The same problem is apparent for bitter and sweet taste cells, which lack known taste receptor proteins and are therefore difficult to study. Kinnamon's lab works on this type of research.

How she does it

Kinnamon has been at CSU for 20 years after finishing her doctorate at Kansas State University and post-doctorate research at the University of Colorado Health Sciences Center. She became interested in taste cells early on in her career and dedicated so much work to the topic that she was awarded the Outstanding Achievement Award from the Association for Chemoreception Sciences in 2001.

Her lab experimented with different animals before choosing mice for modeling taste transduction. Originally, she and her colleagues worked with mudpuppies, which are useful because their cells are much larger compared to other animals and are easy to observe.

"The reason we have gone to mice is they are more similar to humans in terms of their taste preferences. The mudpuppies ran out of usefulness when we discovered they only taste bitter and sour," Kinnamon said. "Because they don't have a sweet tooth we couldn't do much more with them."

Kinnamon performs various chemical and behavioral studies to unravel how tastes are transduced from the tongue to the brain. Like many of her colleagues who use animals as models for human systems, Kinnamon purchases mice with genes "knocked out," which means that a certain gene or set of genes has been made inoperative through various genetic techniques.

When Kinnamon hypothesizes that a certain gene is essential for taste sensing, she can use a knockout mouse to test whether that mouse can still sense the taste she is looking at.

Kinnamon then offers a knockout mouse two bottles, one filled with a taste chemical and the other filled with water. Initially, the bottle filled with the taste substance is set below the detection threshold, and the mouse should be drinking equal amounts out of both bottles.

The concentration is then increased and, depending on the taste substance in the bottle, the mouse will either drink more or less of it compared to the pure water.

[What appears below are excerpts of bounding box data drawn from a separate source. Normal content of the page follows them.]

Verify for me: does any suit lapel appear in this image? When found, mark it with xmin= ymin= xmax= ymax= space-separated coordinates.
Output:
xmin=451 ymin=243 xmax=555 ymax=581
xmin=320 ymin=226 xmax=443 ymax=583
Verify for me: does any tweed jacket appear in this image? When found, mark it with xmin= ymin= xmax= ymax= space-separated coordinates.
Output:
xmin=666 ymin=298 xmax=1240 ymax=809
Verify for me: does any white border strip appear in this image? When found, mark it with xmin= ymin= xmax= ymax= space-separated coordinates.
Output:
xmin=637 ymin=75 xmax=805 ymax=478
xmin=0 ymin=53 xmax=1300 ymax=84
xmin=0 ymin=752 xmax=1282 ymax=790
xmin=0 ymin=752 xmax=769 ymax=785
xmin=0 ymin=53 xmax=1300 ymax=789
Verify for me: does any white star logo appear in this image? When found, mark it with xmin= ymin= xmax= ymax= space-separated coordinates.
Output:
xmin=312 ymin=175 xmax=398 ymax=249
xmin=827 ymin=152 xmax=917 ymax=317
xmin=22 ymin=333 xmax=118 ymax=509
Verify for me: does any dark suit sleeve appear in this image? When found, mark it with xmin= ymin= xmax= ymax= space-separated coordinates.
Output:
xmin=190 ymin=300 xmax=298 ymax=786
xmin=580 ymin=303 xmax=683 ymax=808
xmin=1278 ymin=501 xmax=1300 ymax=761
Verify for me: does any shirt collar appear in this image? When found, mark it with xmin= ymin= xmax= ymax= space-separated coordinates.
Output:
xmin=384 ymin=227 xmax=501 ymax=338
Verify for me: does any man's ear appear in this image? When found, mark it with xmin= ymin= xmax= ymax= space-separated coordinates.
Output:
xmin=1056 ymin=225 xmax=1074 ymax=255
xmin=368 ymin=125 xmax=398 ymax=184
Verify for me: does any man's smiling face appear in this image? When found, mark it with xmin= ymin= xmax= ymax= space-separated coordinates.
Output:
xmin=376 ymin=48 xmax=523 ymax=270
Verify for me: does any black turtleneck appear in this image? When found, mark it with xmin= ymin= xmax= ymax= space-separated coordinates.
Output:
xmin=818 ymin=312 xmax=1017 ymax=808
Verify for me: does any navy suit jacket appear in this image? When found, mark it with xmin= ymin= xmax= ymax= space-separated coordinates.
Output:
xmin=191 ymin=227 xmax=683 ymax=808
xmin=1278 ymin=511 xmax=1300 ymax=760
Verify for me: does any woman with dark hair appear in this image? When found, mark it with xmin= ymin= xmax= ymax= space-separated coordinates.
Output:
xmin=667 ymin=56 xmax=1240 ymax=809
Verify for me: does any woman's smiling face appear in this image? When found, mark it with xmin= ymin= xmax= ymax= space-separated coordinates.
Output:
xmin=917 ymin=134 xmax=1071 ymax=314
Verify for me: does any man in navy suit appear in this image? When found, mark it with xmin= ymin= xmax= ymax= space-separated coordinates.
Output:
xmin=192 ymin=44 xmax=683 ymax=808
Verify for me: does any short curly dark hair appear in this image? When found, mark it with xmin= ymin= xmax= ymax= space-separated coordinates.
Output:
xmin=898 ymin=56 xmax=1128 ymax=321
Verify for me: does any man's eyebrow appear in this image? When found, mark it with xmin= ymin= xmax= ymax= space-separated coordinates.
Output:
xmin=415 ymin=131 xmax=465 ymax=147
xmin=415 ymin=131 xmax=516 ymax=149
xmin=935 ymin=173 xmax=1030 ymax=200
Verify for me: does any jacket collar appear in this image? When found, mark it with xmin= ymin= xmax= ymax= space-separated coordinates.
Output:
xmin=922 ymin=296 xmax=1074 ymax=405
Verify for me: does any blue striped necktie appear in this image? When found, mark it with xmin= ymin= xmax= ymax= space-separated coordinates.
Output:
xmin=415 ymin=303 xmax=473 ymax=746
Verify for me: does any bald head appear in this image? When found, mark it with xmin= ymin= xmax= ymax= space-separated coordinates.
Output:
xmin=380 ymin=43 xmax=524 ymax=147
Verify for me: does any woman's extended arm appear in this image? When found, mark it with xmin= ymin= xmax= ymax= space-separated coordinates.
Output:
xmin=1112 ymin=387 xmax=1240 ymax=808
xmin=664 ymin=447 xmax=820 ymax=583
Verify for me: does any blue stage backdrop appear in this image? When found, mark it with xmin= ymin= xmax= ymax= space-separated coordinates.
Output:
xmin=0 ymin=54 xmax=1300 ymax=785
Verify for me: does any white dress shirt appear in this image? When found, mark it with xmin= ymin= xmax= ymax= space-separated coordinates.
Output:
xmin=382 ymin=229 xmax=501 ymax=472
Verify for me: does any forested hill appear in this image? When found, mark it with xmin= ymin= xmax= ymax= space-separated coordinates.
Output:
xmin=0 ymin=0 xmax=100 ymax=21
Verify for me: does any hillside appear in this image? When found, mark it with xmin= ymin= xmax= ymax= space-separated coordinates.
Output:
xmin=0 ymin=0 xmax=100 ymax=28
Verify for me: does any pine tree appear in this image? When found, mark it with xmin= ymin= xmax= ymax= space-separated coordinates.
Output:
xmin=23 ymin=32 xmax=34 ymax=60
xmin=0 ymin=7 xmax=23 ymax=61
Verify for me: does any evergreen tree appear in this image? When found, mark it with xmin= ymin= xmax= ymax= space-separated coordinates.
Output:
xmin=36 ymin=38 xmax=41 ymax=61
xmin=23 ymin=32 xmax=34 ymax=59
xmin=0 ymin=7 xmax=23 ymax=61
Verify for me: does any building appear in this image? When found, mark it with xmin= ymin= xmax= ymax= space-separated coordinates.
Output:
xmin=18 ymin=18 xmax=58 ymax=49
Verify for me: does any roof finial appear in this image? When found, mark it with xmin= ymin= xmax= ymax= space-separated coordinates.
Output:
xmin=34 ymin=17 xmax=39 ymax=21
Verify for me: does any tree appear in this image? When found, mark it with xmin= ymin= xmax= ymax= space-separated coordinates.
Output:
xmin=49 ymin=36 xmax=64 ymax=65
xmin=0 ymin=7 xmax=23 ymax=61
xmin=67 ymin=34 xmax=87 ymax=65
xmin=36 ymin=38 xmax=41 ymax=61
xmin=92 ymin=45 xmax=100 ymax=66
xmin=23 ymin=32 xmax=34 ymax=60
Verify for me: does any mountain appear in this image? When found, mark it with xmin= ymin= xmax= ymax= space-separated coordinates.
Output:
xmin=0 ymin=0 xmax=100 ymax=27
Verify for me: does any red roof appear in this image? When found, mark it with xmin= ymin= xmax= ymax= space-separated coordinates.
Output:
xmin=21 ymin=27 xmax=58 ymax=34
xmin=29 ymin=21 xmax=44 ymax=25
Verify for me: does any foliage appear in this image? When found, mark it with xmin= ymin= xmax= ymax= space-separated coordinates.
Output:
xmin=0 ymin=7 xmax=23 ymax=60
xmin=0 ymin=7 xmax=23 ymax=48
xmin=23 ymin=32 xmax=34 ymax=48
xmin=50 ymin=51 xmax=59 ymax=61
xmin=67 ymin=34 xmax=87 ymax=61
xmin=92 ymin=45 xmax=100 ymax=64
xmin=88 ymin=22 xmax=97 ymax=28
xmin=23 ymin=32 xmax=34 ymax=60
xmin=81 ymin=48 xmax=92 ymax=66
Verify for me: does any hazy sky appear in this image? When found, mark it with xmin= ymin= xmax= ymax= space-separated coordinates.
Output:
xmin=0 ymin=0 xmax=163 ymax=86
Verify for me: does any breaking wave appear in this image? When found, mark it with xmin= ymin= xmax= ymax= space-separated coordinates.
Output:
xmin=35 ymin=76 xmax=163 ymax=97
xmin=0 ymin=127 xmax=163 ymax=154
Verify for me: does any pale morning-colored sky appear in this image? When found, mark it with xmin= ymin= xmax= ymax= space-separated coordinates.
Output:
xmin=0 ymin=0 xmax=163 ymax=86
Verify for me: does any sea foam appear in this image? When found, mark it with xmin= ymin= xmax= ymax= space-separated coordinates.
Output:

"As it turns out, if the substance is bitter they'll drink more water and they'll drink more and more water as you increase the concentration of the bitter – if they can taste it," Kinnamon said. "If they're knocked out for a gene that allows them to taste it they'll continue taking the water equally."

Another technique Kinnamon uses is looking at the cells under a microscope. With this technique, Kinnamon uses transgenic mice, or mice that have been infused with the genes of another animal. Green fluorescent protein (GFP), the protein that allows jellyfish to glow under a black light, is placed into the mice to help researchers identify cells.

When Kinnamon wants to look at where the taste cells she wants are congregating, she looks at a thin film of skin on top of the tongue under a microscope with the special light that excites the GFP.

"We used to think we could stick the whole tongue underneath a fluorescent inspection scope," Kinnamon said. "But we haven't had much luck with that."

While Kinnamon and her colleagues are far from the day when the tongue will confuse a piece of kale from a bag of Cheetos, her work could be used to help medicines taste better.

In fact, Kinnamon works on the Scientific Advisory Board for Linguagin, a company that works on the development of compounds that will improve the taste of pharmaceutical, food, and beverage products.

"I'm always interested in how things work in humans and if there's any therapeutic use to be derived it's important to study," said graduate student Lucinda Baker who has worked with Kinnamon for three years. "If we could figure out a way to make drugs that are very bitter more palatable, people might be more compliant in taking them."